One of the best things (marketing-wise) that has come out of the last two years is lawyers and accountants are producing more content. One of the worst things (marketing-wise) that has come out of the last two years is lawyers and accountants are producing more content! This means firms need to promote their advice and capability in new and more engaging ways. As motion graphics are one of the most potent ways to do this, we thought it would be useful to look at why, how and when lawyers and accountants should use motion graphics.
What are motion graphics?
Motion graphics (or explainer videos or animated infographics) are short, animated videos that designed to deliver the key messages around a topic in around a minute.
Study after study shows this type of video increases engagement, encourages contact and drives much more social and search traffic back to your website.

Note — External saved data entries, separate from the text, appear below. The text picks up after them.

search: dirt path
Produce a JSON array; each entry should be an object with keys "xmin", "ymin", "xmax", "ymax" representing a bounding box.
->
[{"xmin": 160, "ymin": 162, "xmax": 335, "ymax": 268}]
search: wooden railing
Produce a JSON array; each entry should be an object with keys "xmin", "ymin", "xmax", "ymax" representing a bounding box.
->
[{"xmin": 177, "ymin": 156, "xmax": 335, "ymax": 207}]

The reasons why so many viewers connect with video is simple. Video creates an emotional connection with the viewer far quicker than any other content platform because it’s so immediate, so simple and allows you to absorb the key pieces of information more quickly and more easily that wading through a traditional blog.
Of course, as many marketers will testify, simplicity is not always simple to achieve!

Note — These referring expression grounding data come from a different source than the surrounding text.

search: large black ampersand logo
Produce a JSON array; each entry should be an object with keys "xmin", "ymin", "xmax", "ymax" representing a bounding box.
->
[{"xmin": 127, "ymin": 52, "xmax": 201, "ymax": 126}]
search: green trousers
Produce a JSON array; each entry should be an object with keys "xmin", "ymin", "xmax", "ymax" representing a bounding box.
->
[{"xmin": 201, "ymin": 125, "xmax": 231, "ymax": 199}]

Making a good motion graphic is a process and we’d like to share that process (or, at least, our view of the right process) here to give lawyers and accountants a steer on how best to use motion graphics.
6 tips that’ll help lawyers and accountants make best use motion graphics
Over the last two years we have quickly had to learn how to help the lawyers and accountants we work with create motion graphics. Here are the top 6 tips we’ve learned during that time.
1. Appoint a project manager
Motion graphics will require a lot of concentration and close collaboration between a few different people – the fee earner making the point, the animator, the marketer doing the promotion and the partner signing off on the final version and the budget to name but four.
This means you need an organised and confident project manager to guide your idea from a word document to the finished video. This will probably be a member of your marketing team. However, if you don’t have the requisite skills in-house, we’d suggest you use an experienced external agency with a proven track record in producing motion graphics for lawyers and accountants.
2. Write a strong script
Good motion graphics must tell a compelling story. This starts with a strong script.
While your fee earners will be able to sketch out the point that’ll need to be made, use a wordsmith to turn that into a script that talks to your audience (i.e. the end user who is unlikely to be a qualified technician).
A professional copywriter will also understand the practicalities of a good video – tone, structure, pace and flow.
3. Proof it … then proof it again
While your language needs to be clear, jargon free and fairly informal, it does need to be correct. Use someone completely unattached to the project to proof your video for typos and possible improvements to the wording and call to action.
4. Great Design
Motion graphics are by definition a graphic medium. This means they must be visually appealing so don’t scrimp on design.
Great design not only creates a more eye-catching and engaging outcome, it also reinforces the quality of your brand. This will contribute directly to how seriously your audience takes your video and, by extension, how likely they’ll be to follow up and get in touch.
5. Seamless Animation
Motion graphics are by definition about motion and if that motion is all choppy and clunky, you won’t create the right impression. To avoid this, always use an experienced animator. Better still, use a designer with animation experience so your design and animation are totally entwined.
6. Know your audience
Motion graphics take time, effort and budget so you need to know how to reach the biggest possible audience. You will be hampered in this if your video is the wrong size, shape or length.
Before you start the production process, think about where you will be using your video and ensure your designers produce your video accordingly.